Interminable soirée !
23h45, Gilles Bouleau qui sans aucun doute aurait pu tenir jusqu’au petit matin, lance la dernière partie ! Europe, monde, terrorisme ! Minuit moins le quart, franchement l’attention commence à se dissiper ! Les militants fidèles se montrent encore vivants, attentifs, curieux. Ça réagit, ça discute, ça se rassure aussi ! On nous annonce que Benoît Hamon sera là dès la fin du débat ! Les organisateurs espèrent que de nombreux courageux resteront pour lui faire un triomphe. Dehors il commence à flotter, les derniers métros sont dans moins d’un quart d’heure, la question de rester ou non se pose !

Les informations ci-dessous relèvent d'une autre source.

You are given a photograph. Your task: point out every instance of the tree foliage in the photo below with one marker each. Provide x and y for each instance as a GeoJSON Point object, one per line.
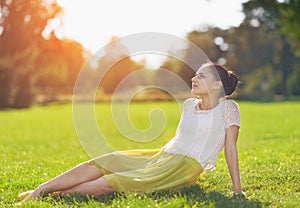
{"type": "Point", "coordinates": [32, 58]}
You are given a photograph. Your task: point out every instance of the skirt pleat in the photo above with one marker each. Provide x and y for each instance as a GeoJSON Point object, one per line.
{"type": "Point", "coordinates": [147, 170]}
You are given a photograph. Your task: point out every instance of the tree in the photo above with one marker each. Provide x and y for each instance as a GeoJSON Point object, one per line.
{"type": "Point", "coordinates": [275, 16]}
{"type": "Point", "coordinates": [22, 23]}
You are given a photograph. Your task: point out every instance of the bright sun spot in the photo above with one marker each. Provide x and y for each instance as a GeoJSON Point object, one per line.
{"type": "Point", "coordinates": [94, 22]}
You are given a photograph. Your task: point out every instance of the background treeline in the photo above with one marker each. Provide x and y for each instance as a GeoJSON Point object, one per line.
{"type": "Point", "coordinates": [36, 65]}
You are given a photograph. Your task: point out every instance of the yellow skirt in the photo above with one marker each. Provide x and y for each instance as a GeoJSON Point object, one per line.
{"type": "Point", "coordinates": [147, 170]}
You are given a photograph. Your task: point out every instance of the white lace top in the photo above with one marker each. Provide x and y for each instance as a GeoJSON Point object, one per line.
{"type": "Point", "coordinates": [201, 133]}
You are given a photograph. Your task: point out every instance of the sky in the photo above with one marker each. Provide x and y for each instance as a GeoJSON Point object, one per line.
{"type": "Point", "coordinates": [94, 22]}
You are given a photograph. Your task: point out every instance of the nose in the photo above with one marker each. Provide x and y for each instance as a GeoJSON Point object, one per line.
{"type": "Point", "coordinates": [193, 79]}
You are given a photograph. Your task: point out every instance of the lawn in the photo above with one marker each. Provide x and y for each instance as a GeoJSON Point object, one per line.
{"type": "Point", "coordinates": [40, 142]}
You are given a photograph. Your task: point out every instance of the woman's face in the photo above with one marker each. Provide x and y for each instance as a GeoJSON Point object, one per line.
{"type": "Point", "coordinates": [204, 82]}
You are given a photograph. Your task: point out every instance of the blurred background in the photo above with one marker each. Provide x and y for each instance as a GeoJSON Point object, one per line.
{"type": "Point", "coordinates": [40, 60]}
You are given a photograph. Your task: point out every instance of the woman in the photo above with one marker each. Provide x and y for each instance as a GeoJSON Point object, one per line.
{"type": "Point", "coordinates": [207, 125]}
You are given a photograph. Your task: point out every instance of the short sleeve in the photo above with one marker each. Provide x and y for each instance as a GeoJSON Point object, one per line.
{"type": "Point", "coordinates": [232, 114]}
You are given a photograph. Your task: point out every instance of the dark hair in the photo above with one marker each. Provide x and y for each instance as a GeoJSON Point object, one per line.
{"type": "Point", "coordinates": [228, 78]}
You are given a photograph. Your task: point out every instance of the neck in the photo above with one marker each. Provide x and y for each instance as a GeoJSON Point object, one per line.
{"type": "Point", "coordinates": [209, 102]}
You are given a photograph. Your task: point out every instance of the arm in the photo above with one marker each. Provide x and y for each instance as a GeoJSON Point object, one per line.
{"type": "Point", "coordinates": [231, 155]}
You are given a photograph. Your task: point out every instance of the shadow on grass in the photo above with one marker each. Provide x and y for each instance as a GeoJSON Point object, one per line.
{"type": "Point", "coordinates": [195, 194]}
{"type": "Point", "coordinates": [192, 195]}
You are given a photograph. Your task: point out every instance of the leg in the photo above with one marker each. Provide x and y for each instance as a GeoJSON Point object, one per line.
{"type": "Point", "coordinates": [96, 188]}
{"type": "Point", "coordinates": [80, 174]}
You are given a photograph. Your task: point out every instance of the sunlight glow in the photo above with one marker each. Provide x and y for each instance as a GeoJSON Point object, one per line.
{"type": "Point", "coordinates": [94, 22]}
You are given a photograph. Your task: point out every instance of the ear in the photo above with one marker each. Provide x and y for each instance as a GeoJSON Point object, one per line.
{"type": "Point", "coordinates": [218, 85]}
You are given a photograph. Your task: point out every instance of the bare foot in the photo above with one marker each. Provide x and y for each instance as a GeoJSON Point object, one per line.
{"type": "Point", "coordinates": [23, 196]}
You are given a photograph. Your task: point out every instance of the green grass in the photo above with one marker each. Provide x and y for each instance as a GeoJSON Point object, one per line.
{"type": "Point", "coordinates": [41, 142]}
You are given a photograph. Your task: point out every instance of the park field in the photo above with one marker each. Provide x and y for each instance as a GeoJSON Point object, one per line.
{"type": "Point", "coordinates": [38, 143]}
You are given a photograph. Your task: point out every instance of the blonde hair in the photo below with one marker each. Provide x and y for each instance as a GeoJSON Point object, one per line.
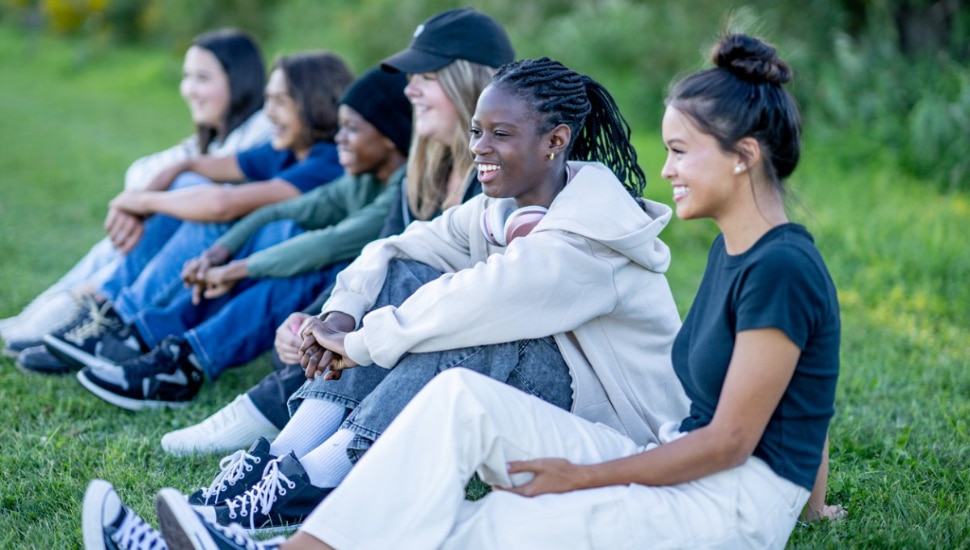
{"type": "Point", "coordinates": [431, 163]}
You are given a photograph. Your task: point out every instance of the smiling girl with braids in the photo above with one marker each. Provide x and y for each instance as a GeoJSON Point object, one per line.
{"type": "Point", "coordinates": [757, 356]}
{"type": "Point", "coordinates": [551, 281]}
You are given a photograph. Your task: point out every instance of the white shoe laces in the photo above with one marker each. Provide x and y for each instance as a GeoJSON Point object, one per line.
{"type": "Point", "coordinates": [262, 496]}
{"type": "Point", "coordinates": [232, 469]}
{"type": "Point", "coordinates": [239, 536]}
{"type": "Point", "coordinates": [135, 534]}
{"type": "Point", "coordinates": [91, 327]}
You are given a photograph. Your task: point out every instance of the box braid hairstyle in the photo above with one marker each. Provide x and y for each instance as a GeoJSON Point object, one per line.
{"type": "Point", "coordinates": [562, 96]}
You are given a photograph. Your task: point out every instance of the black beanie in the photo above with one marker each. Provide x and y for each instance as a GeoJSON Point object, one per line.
{"type": "Point", "coordinates": [379, 97]}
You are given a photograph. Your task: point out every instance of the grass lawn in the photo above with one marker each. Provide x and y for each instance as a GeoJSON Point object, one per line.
{"type": "Point", "coordinates": [73, 119]}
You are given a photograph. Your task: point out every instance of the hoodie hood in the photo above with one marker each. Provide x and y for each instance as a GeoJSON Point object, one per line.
{"type": "Point", "coordinates": [595, 204]}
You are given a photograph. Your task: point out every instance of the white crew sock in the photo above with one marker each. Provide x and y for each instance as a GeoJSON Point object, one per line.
{"type": "Point", "coordinates": [328, 464]}
{"type": "Point", "coordinates": [313, 423]}
{"type": "Point", "coordinates": [254, 410]}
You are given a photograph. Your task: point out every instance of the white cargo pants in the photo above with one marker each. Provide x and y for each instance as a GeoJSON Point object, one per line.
{"type": "Point", "coordinates": [408, 490]}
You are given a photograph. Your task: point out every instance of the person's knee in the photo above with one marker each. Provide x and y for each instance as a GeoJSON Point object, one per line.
{"type": "Point", "coordinates": [189, 179]}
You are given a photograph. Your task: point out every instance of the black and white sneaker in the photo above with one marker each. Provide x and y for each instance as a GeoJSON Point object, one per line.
{"type": "Point", "coordinates": [39, 360]}
{"type": "Point", "coordinates": [186, 529]}
{"type": "Point", "coordinates": [167, 376]}
{"type": "Point", "coordinates": [96, 335]}
{"type": "Point", "coordinates": [13, 348]}
{"type": "Point", "coordinates": [276, 504]}
{"type": "Point", "coordinates": [237, 473]}
{"type": "Point", "coordinates": [107, 524]}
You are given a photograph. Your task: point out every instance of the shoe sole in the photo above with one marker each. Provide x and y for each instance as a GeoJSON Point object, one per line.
{"type": "Point", "coordinates": [128, 403]}
{"type": "Point", "coordinates": [40, 372]}
{"type": "Point", "coordinates": [180, 524]}
{"type": "Point", "coordinates": [92, 519]}
{"type": "Point", "coordinates": [68, 353]}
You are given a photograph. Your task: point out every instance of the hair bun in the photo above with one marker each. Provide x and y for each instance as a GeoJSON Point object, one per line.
{"type": "Point", "coordinates": [751, 59]}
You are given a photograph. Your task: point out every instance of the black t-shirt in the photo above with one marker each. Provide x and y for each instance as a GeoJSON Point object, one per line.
{"type": "Point", "coordinates": [781, 282]}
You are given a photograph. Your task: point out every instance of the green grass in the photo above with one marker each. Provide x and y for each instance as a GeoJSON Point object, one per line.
{"type": "Point", "coordinates": [900, 444]}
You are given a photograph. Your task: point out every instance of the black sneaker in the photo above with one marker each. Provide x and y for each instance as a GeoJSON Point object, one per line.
{"type": "Point", "coordinates": [107, 524]}
{"type": "Point", "coordinates": [276, 504]}
{"type": "Point", "coordinates": [38, 359]}
{"type": "Point", "coordinates": [96, 335]}
{"type": "Point", "coordinates": [238, 472]}
{"type": "Point", "coordinates": [163, 377]}
{"type": "Point", "coordinates": [185, 529]}
{"type": "Point", "coordinates": [13, 348]}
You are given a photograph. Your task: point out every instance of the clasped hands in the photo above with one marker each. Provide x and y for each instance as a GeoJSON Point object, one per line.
{"type": "Point", "coordinates": [322, 351]}
{"type": "Point", "coordinates": [209, 276]}
{"type": "Point", "coordinates": [316, 344]}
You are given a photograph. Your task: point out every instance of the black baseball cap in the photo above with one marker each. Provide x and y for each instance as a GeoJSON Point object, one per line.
{"type": "Point", "coordinates": [461, 33]}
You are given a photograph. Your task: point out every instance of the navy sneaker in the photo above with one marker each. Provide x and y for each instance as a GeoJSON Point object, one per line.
{"type": "Point", "coordinates": [276, 504]}
{"type": "Point", "coordinates": [184, 529]}
{"type": "Point", "coordinates": [167, 376]}
{"type": "Point", "coordinates": [38, 359]}
{"type": "Point", "coordinates": [237, 473]}
{"type": "Point", "coordinates": [96, 335]}
{"type": "Point", "coordinates": [107, 524]}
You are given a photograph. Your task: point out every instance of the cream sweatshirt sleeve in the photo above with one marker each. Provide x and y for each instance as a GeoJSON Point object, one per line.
{"type": "Point", "coordinates": [540, 286]}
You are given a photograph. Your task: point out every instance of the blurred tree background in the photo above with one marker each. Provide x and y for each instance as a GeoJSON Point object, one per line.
{"type": "Point", "coordinates": [893, 71]}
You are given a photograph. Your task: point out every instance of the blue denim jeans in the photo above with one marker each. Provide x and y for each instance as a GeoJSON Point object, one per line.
{"type": "Point", "coordinates": [236, 328]}
{"type": "Point", "coordinates": [376, 395]}
{"type": "Point", "coordinates": [149, 275]}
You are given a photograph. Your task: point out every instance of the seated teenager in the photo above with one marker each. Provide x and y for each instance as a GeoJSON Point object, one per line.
{"type": "Point", "coordinates": [439, 175]}
{"type": "Point", "coordinates": [301, 100]}
{"type": "Point", "coordinates": [758, 356]}
{"type": "Point", "coordinates": [228, 317]}
{"type": "Point", "coordinates": [223, 77]}
{"type": "Point", "coordinates": [545, 282]}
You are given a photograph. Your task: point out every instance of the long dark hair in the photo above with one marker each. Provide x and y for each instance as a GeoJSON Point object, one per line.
{"type": "Point", "coordinates": [562, 96]}
{"type": "Point", "coordinates": [316, 81]}
{"type": "Point", "coordinates": [242, 61]}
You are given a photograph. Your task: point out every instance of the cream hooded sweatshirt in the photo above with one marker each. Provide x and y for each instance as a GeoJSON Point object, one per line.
{"type": "Point", "coordinates": [591, 274]}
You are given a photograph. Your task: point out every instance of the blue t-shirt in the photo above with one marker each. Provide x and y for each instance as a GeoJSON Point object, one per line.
{"type": "Point", "coordinates": [781, 282]}
{"type": "Point", "coordinates": [265, 163]}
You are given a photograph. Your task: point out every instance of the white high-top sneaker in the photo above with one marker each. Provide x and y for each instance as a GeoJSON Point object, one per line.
{"type": "Point", "coordinates": [40, 317]}
{"type": "Point", "coordinates": [232, 427]}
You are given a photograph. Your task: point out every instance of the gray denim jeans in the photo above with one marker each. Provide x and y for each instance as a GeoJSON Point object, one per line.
{"type": "Point", "coordinates": [376, 395]}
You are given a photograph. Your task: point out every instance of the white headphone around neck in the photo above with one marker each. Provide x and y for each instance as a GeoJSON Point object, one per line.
{"type": "Point", "coordinates": [502, 221]}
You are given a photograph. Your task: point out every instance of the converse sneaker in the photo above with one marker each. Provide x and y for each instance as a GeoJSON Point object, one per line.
{"type": "Point", "coordinates": [38, 359]}
{"type": "Point", "coordinates": [107, 524]}
{"type": "Point", "coordinates": [231, 427]}
{"type": "Point", "coordinates": [98, 333]}
{"type": "Point", "coordinates": [167, 376]}
{"type": "Point", "coordinates": [276, 504]}
{"type": "Point", "coordinates": [13, 348]}
{"type": "Point", "coordinates": [237, 473]}
{"type": "Point", "coordinates": [185, 529]}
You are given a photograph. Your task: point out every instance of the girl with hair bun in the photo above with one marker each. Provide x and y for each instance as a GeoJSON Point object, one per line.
{"type": "Point", "coordinates": [758, 358]}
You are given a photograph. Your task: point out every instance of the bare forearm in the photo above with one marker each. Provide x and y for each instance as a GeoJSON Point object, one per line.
{"type": "Point", "coordinates": [201, 204]}
{"type": "Point", "coordinates": [696, 455]}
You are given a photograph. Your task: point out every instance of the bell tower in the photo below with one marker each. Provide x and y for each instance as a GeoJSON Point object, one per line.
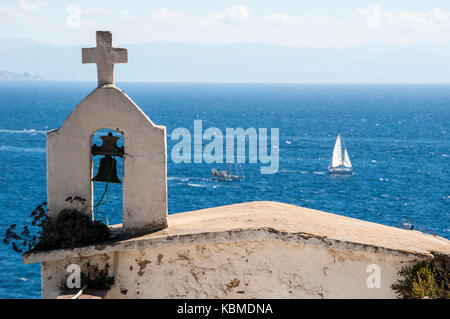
{"type": "Point", "coordinates": [144, 154]}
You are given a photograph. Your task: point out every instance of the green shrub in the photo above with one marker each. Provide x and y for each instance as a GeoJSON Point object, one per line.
{"type": "Point", "coordinates": [71, 228]}
{"type": "Point", "coordinates": [426, 279]}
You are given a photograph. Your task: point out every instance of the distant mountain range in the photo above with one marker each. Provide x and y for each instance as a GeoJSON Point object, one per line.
{"type": "Point", "coordinates": [177, 62]}
{"type": "Point", "coordinates": [5, 75]}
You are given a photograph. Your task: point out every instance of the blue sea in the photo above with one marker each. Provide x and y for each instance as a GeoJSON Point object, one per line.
{"type": "Point", "coordinates": [398, 138]}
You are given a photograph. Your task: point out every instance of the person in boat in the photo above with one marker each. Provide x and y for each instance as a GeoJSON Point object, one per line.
{"type": "Point", "coordinates": [216, 173]}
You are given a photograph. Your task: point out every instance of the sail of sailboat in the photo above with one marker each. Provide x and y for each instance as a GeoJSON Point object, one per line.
{"type": "Point", "coordinates": [336, 160]}
{"type": "Point", "coordinates": [346, 162]}
{"type": "Point", "coordinates": [340, 164]}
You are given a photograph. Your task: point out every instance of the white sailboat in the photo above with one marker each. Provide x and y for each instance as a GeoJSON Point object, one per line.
{"type": "Point", "coordinates": [340, 164]}
{"type": "Point", "coordinates": [227, 175]}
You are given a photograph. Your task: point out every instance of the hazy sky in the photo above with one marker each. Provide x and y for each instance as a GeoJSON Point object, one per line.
{"type": "Point", "coordinates": [294, 23]}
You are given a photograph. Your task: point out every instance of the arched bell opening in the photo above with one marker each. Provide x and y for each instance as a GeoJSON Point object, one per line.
{"type": "Point", "coordinates": [107, 176]}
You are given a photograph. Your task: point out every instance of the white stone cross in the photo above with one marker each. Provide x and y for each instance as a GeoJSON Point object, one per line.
{"type": "Point", "coordinates": [105, 56]}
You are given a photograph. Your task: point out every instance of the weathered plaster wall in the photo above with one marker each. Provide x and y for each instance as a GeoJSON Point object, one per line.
{"type": "Point", "coordinates": [243, 269]}
{"type": "Point", "coordinates": [69, 161]}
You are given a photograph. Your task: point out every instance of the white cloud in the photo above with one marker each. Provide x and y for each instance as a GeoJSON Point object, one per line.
{"type": "Point", "coordinates": [435, 20]}
{"type": "Point", "coordinates": [95, 11]}
{"type": "Point", "coordinates": [234, 14]}
{"type": "Point", "coordinates": [25, 5]}
{"type": "Point", "coordinates": [127, 15]}
{"type": "Point", "coordinates": [282, 19]}
{"type": "Point", "coordinates": [169, 16]}
{"type": "Point", "coordinates": [374, 16]}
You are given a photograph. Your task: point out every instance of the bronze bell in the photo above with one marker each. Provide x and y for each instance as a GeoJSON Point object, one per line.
{"type": "Point", "coordinates": [107, 171]}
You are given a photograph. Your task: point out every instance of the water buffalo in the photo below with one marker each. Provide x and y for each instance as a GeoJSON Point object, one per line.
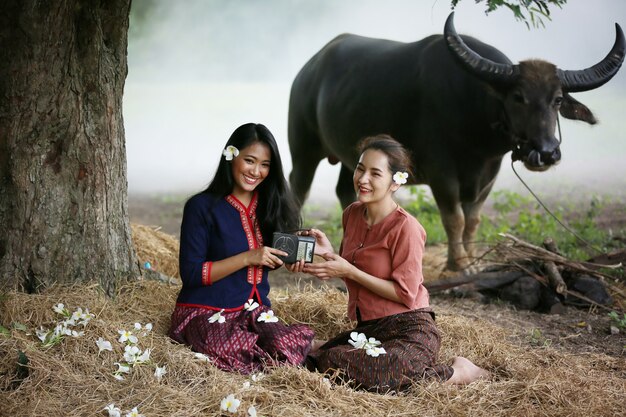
{"type": "Point", "coordinates": [457, 103]}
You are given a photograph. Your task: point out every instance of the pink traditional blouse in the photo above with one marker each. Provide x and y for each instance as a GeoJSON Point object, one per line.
{"type": "Point", "coordinates": [391, 250]}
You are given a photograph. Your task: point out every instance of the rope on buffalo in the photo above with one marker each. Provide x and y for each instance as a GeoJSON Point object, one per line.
{"type": "Point", "coordinates": [580, 238]}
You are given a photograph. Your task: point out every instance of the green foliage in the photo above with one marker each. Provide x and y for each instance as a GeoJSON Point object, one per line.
{"type": "Point", "coordinates": [619, 322]}
{"type": "Point", "coordinates": [522, 217]}
{"type": "Point", "coordinates": [537, 9]}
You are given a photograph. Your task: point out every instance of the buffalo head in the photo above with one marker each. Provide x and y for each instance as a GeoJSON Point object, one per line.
{"type": "Point", "coordinates": [533, 93]}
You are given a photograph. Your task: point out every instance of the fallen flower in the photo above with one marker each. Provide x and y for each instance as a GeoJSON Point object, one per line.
{"type": "Point", "coordinates": [159, 372]}
{"type": "Point", "coordinates": [202, 357]}
{"type": "Point", "coordinates": [134, 413]}
{"type": "Point", "coordinates": [127, 336]}
{"type": "Point", "coordinates": [230, 403]}
{"type": "Point", "coordinates": [113, 410]}
{"type": "Point", "coordinates": [103, 345]}
{"type": "Point", "coordinates": [375, 351]}
{"type": "Point", "coordinates": [268, 317]}
{"type": "Point", "coordinates": [251, 305]}
{"type": "Point", "coordinates": [217, 317]}
{"type": "Point", "coordinates": [358, 340]}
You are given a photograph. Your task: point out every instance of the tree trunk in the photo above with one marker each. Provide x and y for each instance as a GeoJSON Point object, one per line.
{"type": "Point", "coordinates": [63, 187]}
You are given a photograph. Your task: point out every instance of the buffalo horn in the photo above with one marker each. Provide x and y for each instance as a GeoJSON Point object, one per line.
{"type": "Point", "coordinates": [483, 68]}
{"type": "Point", "coordinates": [603, 71]}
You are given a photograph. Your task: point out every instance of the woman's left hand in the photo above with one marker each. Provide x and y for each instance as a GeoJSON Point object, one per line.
{"type": "Point", "coordinates": [335, 266]}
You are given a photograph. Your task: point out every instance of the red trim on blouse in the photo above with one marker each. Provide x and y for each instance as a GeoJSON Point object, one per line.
{"type": "Point", "coordinates": [228, 310]}
{"type": "Point", "coordinates": [252, 231]}
{"type": "Point", "coordinates": [206, 273]}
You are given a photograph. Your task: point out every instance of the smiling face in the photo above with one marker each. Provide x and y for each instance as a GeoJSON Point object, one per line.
{"type": "Point", "coordinates": [250, 168]}
{"type": "Point", "coordinates": [372, 179]}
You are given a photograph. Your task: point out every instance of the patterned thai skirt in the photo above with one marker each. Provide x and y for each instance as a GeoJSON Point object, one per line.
{"type": "Point", "coordinates": [411, 341]}
{"type": "Point", "coordinates": [241, 343]}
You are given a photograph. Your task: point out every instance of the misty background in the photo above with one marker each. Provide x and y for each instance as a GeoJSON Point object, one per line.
{"type": "Point", "coordinates": [197, 69]}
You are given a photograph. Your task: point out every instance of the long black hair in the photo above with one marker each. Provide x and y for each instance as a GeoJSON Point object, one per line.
{"type": "Point", "coordinates": [277, 209]}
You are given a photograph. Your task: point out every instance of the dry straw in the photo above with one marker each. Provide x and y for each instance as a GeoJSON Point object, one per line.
{"type": "Point", "coordinates": [73, 379]}
{"type": "Point", "coordinates": [156, 247]}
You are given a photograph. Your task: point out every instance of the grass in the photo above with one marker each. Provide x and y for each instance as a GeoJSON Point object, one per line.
{"type": "Point", "coordinates": [523, 217]}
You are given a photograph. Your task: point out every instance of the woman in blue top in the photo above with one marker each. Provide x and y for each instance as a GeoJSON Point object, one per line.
{"type": "Point", "coordinates": [223, 310]}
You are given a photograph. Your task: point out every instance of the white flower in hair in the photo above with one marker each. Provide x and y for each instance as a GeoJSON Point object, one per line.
{"type": "Point", "coordinates": [400, 177]}
{"type": "Point", "coordinates": [230, 152]}
{"type": "Point", "coordinates": [251, 305]}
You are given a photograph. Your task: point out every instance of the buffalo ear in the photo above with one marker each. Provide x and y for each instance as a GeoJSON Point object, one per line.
{"type": "Point", "coordinates": [575, 110]}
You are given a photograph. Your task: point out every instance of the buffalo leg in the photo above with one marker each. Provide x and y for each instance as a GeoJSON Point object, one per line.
{"type": "Point", "coordinates": [471, 212]}
{"type": "Point", "coordinates": [472, 221]}
{"type": "Point", "coordinates": [345, 187]}
{"type": "Point", "coordinates": [301, 178]}
{"type": "Point", "coordinates": [454, 223]}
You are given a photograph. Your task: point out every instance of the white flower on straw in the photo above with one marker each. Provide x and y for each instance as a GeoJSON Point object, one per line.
{"type": "Point", "coordinates": [159, 371]}
{"type": "Point", "coordinates": [358, 340]}
{"type": "Point", "coordinates": [126, 335]}
{"type": "Point", "coordinates": [268, 317]}
{"type": "Point", "coordinates": [251, 305]}
{"type": "Point", "coordinates": [131, 353]}
{"type": "Point", "coordinates": [122, 368]}
{"type": "Point", "coordinates": [371, 346]}
{"type": "Point", "coordinates": [230, 403]}
{"type": "Point", "coordinates": [60, 308]}
{"type": "Point", "coordinates": [42, 334]}
{"type": "Point", "coordinates": [201, 356]}
{"type": "Point", "coordinates": [400, 177]}
{"type": "Point", "coordinates": [81, 317]}
{"type": "Point", "coordinates": [230, 152]}
{"type": "Point", "coordinates": [113, 410]}
{"type": "Point", "coordinates": [144, 357]}
{"type": "Point", "coordinates": [103, 345]}
{"type": "Point", "coordinates": [375, 351]}
{"type": "Point", "coordinates": [134, 413]}
{"type": "Point", "coordinates": [217, 317]}
{"type": "Point", "coordinates": [77, 334]}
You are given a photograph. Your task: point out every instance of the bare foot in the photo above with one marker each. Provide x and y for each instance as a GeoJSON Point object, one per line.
{"type": "Point", "coordinates": [466, 372]}
{"type": "Point", "coordinates": [315, 345]}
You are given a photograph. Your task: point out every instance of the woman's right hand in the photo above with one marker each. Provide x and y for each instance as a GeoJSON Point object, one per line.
{"type": "Point", "coordinates": [264, 256]}
{"type": "Point", "coordinates": [322, 244]}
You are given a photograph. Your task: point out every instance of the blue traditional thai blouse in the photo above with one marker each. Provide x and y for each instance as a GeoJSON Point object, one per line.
{"type": "Point", "coordinates": [215, 228]}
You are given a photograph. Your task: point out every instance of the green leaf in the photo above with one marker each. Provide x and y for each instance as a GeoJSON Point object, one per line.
{"type": "Point", "coordinates": [19, 326]}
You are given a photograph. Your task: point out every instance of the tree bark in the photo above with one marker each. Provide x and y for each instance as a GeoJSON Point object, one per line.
{"type": "Point", "coordinates": [63, 187]}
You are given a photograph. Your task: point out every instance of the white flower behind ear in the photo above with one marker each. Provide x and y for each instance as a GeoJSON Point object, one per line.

Finalement la star arrive ! Heureux, content, soulagé presque. Oui il a marqué des points. Bien sur qu’il a marqué des points. Il a notamment pu se différencier de Jean-Luc Mélenchon et ainsi se poser en garant d’un socialisme qui ne se renie pas mais qui est réaliste et capable de construire ! Il a l’air heureux. Sa nuit sera courte, demain direction Bruxelles. Mais il doit être bon de savourer ces instants avec tous ces militants qui croient en lui. L’exercice démocratique était beau. Presque 10 millions de français l’ont regardé, espérons que chacun aura pu se faire une idée ! La campagne est enfin commencée, allez au dodo !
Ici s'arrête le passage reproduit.